Wednesday, September 12, 2012



National's dual themes: authoritarianism and cronyism

Key-Muldoon

(Morph courtesy of Rowan Crawford)

What are the big themes of the National government? Sadly, its authoritarianism and cronyism. On the first, we have ECan, "tough on crime", CERA, more "tough on crime", ECan again, and now National's war memorial farce. On the latter, there were tax cuts for the rich, ETS subsidies, gutting the RMA, ECan, PPP prisons, "Roads of National Significance", privatisation, charter schools - the list just goes on. And they're themes which have been developed even more strongly since the last election.
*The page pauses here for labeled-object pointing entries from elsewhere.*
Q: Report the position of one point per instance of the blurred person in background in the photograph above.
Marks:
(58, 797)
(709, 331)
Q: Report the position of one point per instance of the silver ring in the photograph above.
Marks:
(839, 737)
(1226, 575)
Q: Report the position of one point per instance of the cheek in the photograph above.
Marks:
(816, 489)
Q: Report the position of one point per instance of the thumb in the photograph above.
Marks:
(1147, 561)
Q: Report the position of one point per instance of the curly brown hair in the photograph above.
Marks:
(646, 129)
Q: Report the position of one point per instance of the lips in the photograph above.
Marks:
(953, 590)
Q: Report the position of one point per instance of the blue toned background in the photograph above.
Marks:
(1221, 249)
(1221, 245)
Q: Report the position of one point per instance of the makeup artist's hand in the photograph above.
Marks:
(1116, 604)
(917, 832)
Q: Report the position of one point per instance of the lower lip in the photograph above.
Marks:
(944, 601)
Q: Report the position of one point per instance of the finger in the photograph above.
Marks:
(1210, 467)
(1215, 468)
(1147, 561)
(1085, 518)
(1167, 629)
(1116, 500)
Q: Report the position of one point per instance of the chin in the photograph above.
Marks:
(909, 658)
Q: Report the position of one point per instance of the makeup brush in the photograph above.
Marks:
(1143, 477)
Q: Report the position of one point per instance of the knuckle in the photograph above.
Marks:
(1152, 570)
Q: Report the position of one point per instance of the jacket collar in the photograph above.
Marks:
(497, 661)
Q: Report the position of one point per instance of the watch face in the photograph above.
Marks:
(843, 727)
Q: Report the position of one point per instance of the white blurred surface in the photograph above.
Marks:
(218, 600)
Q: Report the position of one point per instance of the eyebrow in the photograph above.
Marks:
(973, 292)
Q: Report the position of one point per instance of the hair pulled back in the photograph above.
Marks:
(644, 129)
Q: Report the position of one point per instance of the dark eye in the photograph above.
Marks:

As of last week, the government had passed just thirteen non-money, non-Treaty settlement bills since the election. Four of these - the Crown Pastoral Land (Rent for Pastoral Leases) Amendment Bill, Dairy Industry Restructuring Amendment Bill, Mixed Ownership Model Bill and Road User Charges Bill - were pure cronyism. Another four - Customs and Excise (Joint Border Management Information Sharing and Other Matters) Amendment Bill, Prisoners’ and Victims’ Claims (2012 Expiry and Application Dates) Amendment Bill, Search and Surveillance Bill, and Social Security (Youth Support and Work Focus) Amendment Bill - were explicitly authoritarian. The remaining five are mostly tinkering around the edges and patching up old legislation. Basically, there's not a lot to their policy other than "cracking down" on people, and handing great wodges of cash to their mates. And there seems to be little prospect that this is going to change anytime soon (though this could be taken as a new emerging theme of "vicious stupidity", I suppose ).

Update: Credited morph-creator. Which I should have done yesterday.